Some birds are not meant to be caged, their feathers are just too bright.

Delve deeper into AWK

During my work as a deep learning researcher, too often I encounter various file processing with sophisticated requirements.

awk is often the shell script I turn to, but it is too complicated to be well grasped in a short time. Thus, I decide to record some error-prone awk usages here.

  • Anyway, awk works as:
awk -F 'xxx' 'BEGIN {print "xxx"} {print "xxx"} END {print "xxx"}' input_file
  • awk for extracting particular file lines containing key words. Note that the key words should be surrounded by /.
awk '/key_words/{print xxx }' input_file
  • Tricks of the trade of the combination of FNR and NR. Similarily, both FNR and NR record the line number AWK currently reads in. But differently, FNR is loyal to the line number being processing in the current file, when a new file arrives, FNR resets itself and begins with 1 again, while NR directly ignores this. One useful application is to stitch or split two files. One obvisous example goes as:
name 12345             12345 salary         name 12345 salary

From left to right, we have two original files and we want to create the third file as shown in the rightmost, which is the combination of the first two files. To achieve this, FNR and NR come to help:

awk -F ' ' 'NR==FNR{a[$2]=$0; next}{print a[$1]" "$2}' file1 file2

where NR==FNR decides whether the file1 is being processed. While file1 is being processed, array $a$ is constructed with $2 of file1 being the array indices and $0 being the array value. When the condition NR==FNR violates, that is, file2 is being processed, {print a[$1]" "$2} is executed, which outputs the expected file.

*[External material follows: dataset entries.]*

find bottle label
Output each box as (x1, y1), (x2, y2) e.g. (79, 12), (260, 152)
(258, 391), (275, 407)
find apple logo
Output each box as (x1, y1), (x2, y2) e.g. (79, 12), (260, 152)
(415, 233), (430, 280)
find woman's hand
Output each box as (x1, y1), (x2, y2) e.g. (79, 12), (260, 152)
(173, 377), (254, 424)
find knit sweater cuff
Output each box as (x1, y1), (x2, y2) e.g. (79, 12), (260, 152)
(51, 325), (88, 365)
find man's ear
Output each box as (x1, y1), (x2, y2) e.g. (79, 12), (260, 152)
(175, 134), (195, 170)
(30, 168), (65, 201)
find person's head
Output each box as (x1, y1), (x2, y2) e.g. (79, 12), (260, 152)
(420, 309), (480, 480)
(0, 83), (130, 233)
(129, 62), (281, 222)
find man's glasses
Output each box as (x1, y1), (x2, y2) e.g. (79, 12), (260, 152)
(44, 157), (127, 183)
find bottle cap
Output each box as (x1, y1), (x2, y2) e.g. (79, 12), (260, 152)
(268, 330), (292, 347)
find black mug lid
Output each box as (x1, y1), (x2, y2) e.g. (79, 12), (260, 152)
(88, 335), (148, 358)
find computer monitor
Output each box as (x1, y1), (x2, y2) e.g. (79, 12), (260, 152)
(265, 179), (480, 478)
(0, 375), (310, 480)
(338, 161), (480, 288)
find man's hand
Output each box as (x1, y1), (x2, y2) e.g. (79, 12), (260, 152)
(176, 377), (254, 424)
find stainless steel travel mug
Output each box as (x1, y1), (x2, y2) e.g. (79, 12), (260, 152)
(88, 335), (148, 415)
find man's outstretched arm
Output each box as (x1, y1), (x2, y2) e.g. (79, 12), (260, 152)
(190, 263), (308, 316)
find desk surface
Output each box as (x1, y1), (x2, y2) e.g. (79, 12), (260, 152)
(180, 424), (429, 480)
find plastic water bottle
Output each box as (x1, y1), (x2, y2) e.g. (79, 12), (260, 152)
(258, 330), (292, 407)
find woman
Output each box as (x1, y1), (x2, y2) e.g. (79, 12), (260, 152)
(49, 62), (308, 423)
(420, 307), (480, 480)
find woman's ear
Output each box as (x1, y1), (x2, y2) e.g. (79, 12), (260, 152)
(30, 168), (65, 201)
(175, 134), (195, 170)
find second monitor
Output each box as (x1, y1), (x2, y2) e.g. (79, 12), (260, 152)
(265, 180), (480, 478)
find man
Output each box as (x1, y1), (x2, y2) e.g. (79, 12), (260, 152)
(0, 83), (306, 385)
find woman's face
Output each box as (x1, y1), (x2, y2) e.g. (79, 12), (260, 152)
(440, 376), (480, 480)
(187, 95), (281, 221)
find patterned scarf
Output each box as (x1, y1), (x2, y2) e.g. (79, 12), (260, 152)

  • Combing awk and eval to dispatch datasets. For example, we have an image list file img_list.txt containing large amounts of image lists. We also created a large number of empty files ranging from 1, 2, …, n. Our goal is to dispatch these images (every 10,000 images) to different files. The relevant shell script can be written as
awk 'BEGIN{cnt=0}{if((NR-1)%10000==0){cnt+=1}{print "cp",$1,cnt}}' img_list.txt
| while read line;do eval $line ;done
  • Prepending line number for a file.
awk '$0 = NR" "$0' file
  • Finding the lines existing in two files simultaneously
awk 'NFR==NR {a[$0];next} $0 in a' file1 file2